Une histoire de querelles
Le site est connu dès l’Antiquité pour ses richesses minérales. Néanmoins, Blavozy appelé successivement Blaose (1217), puis Blayozer (1238), ou encore Blavozer (1502) n’est alors qu’un hameau de Saint-Germain-Laprade. Au fur et à mesure des siècles des antagonismes semblent s’être constitués, au point que les habitants du bourg et du hameau en venaient parfois aux mains. Il faut attendre le 19e siècle pour que les querelles intra-muros éclatent au grand jour et prennent une tournure plus officielle.
• En 1851 une première pétition est déposée sur le bureau du maire de Saint-Germain-Laprade afin que Blavozy soit indépendant administrativement. L’affaire est classée sans suite. Quelque temps après, une église est édifiée sur le territoire blavozyen, avec le concours de toute la population du hameau dont 74 carriers. Cet acte qui apparaît comme bienveillant et charitable, met pourtant le feu aux poudres. Dès l’officialisation de la paroisse de Blavozy en 1857, les choses s’enveniment, tout est alors prétexte à la discorde.
• Le 11 septembre 1858, les Blavozyens souhaitent célébrer leur village à la même date que Saint-Germain-Laprade, ce qui entraîne le refus immédiat du maire. Quinze jours plus tard, ils demandent la construction d’un pont de pierre sur la Semène en remplacement de la passerelle de bois jugée vétuste : réponse laconique du maire, trois francs attribués pour réparer le ponton.

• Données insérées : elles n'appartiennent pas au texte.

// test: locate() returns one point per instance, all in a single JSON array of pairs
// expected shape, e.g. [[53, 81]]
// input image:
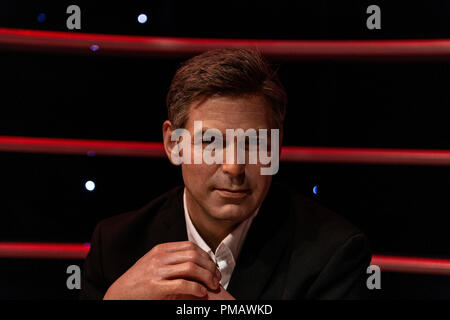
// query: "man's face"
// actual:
[[227, 191]]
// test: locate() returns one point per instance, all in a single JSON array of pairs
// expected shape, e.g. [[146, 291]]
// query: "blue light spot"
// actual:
[[142, 18], [315, 190], [89, 185], [42, 17]]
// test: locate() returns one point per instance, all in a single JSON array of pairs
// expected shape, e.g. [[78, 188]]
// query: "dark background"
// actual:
[[368, 104]]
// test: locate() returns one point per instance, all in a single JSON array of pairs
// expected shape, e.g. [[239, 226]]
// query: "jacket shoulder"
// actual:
[[137, 219]]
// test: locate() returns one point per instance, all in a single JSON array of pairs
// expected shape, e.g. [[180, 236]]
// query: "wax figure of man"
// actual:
[[228, 232]]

• Une seconde pétition circule en avril 1863, le conseil municipal délibère alors pour la première fois sur la constitution de Blavozy en tant que commune. Le préfet souhaiterait faire accélérer l’affaire et prie Saint-Germain-Laprade de prendre ses dispositions. Toutefois les rancœurs semblent tenaces et la mairie paraît faire de la résistance passive : l’attentisme devient le mot d’ordre.
• Pendant 15 ans les choses stagnent, les adversaires s’observent et espèrent que l’autre cédera avec le temps. Mais rien n’y fait, les blavozyens veulent leur indépendance, c’est pourquoi en janvier 1880 une troisième pétition vient rejoindre les précédentes et s’ajouter au dossier déjà lourd.
• Le 12 avril 1887 le sectionnement électoral entre les deux parties est effectif, mais curieusement la situation administrative reste figée.
• C’est seulement le 7 Mars 1895 que Blavozy devient une commune.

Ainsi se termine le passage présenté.